Make it obvious what is clickable
Clearly distinguishing what is a clickable button or link and what is not goes a long way to avoiding confusion. It is a rule of web design that spans the entire genre, but one too many designers seem to forget. Using simple elements like cursor changes over links, or clickable buttons that change color make it obvious to a user what to click.
Use buttons over dropdowns
Menus and navigation is a notorious hurdles for older surfers. Some dropdown menus need a very precise and steady hand to make them function properly, so it’s best to avoid them if you’re targeting older users. Use buttons wherever possible, or use side navigation that doesn’t need a dropdown.
Use a shallow hierarchy
While you don’t need to be old to get lost in some websites, you need to bear it in mind when designing an effective site. Keep the hierarchy logical and ensure your visitors can find what they are looking for within a few clicks. Also keep the path clear of distractions such as flashing banners.
Make a prominent sitemap
For the most part, sitemaps are ignored by the majority of users. When targeting older surfers, they become much more relevant. Make any sitemap you use prominent and obvious so your audience can always find what they are looking for.

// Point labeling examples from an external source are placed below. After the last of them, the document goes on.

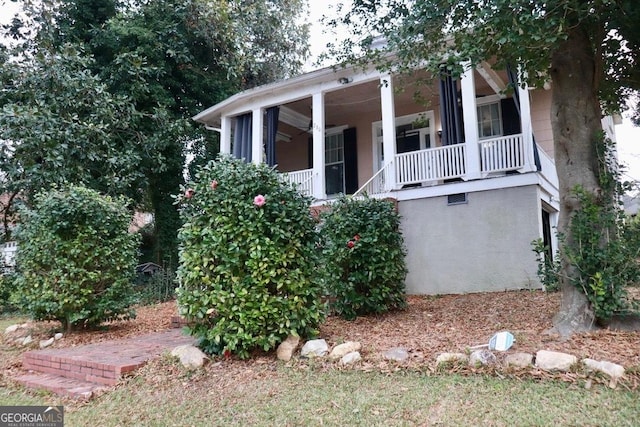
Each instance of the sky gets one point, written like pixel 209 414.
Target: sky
pixel 627 135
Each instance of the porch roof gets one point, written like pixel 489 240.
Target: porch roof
pixel 283 91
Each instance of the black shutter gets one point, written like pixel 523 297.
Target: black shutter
pixel 510 117
pixel 350 160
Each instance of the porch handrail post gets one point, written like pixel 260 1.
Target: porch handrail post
pixel 257 135
pixel 525 124
pixel 319 191
pixel 470 117
pixel 388 130
pixel 225 135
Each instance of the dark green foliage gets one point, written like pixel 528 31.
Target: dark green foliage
pixel 364 257
pixel 248 273
pixel 548 269
pixel 604 247
pixel 158 287
pixel 76 260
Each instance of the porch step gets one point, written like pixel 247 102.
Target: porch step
pixel 75 389
pixel 80 371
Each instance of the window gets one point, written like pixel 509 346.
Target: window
pixel 489 120
pixel 334 163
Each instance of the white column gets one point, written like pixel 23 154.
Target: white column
pixel 470 117
pixel 257 136
pixel 527 131
pixel 225 135
pixel 319 185
pixel 388 130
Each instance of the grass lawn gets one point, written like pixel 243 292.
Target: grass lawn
pixel 267 394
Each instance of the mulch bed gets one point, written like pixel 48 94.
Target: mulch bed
pixel 429 326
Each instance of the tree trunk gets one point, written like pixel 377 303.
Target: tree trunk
pixel 576 124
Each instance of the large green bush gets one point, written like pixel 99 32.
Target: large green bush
pixel 76 260
pixel 248 251
pixel 364 257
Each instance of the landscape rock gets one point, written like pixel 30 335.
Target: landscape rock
pixel 482 357
pixel 451 357
pixel 351 358
pixel 554 360
pixel 315 348
pixel 519 360
pixel 287 347
pixel 345 348
pixel 396 354
pixel 611 369
pixel 11 329
pixel 46 343
pixel 191 357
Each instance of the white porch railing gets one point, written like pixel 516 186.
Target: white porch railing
pixel 502 154
pixel 375 185
pixel 431 164
pixel 302 179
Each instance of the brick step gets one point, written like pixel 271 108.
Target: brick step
pixel 75 389
pixel 90 367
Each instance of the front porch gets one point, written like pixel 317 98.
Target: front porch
pixel 351 132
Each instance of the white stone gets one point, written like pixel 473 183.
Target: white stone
pixel 287 347
pixel 191 357
pixel 451 357
pixel 397 354
pixel 315 348
pixel 554 360
pixel 11 329
pixel 520 360
pixel 482 357
pixel 612 369
pixel 351 358
pixel 46 343
pixel 345 348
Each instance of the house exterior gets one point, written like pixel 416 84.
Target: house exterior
pixel 470 165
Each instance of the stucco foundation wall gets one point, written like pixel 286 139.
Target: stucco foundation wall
pixel 482 245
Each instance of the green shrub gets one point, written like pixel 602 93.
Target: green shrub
pixel 248 252
pixel 156 288
pixel 76 260
pixel 364 257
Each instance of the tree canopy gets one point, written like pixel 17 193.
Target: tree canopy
pixel 587 51
pixel 149 67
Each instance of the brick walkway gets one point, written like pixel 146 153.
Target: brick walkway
pixel 80 371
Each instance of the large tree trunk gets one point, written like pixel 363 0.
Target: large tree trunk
pixel 576 124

Keep the language straightforward
While we aren’t saying older people are stupid, far from it, many will not have a grasp of tech jargon, txt spk, or slang. Keep the language simple, descriptive and unambiguous. Be honest and explain everything clearly without being condescending.
The internet is a mystery to many older surfers, meaning they are naturally cautious when using it. Appearing trustworthy goes some way to alleviating that fear. If your site collects data, tell the visitor. If it involves filling in a form, tell them how you look after that information. If they are buying something, tell them how you protect that transaction.
Designing websites for older users is much like making one for any audience. You need to research them, explore how they use the net, how they use websites and what they expect to see. Incorporating all that into your design ensures that although the website is original, it’s familiar enough that they feel comfortable using it.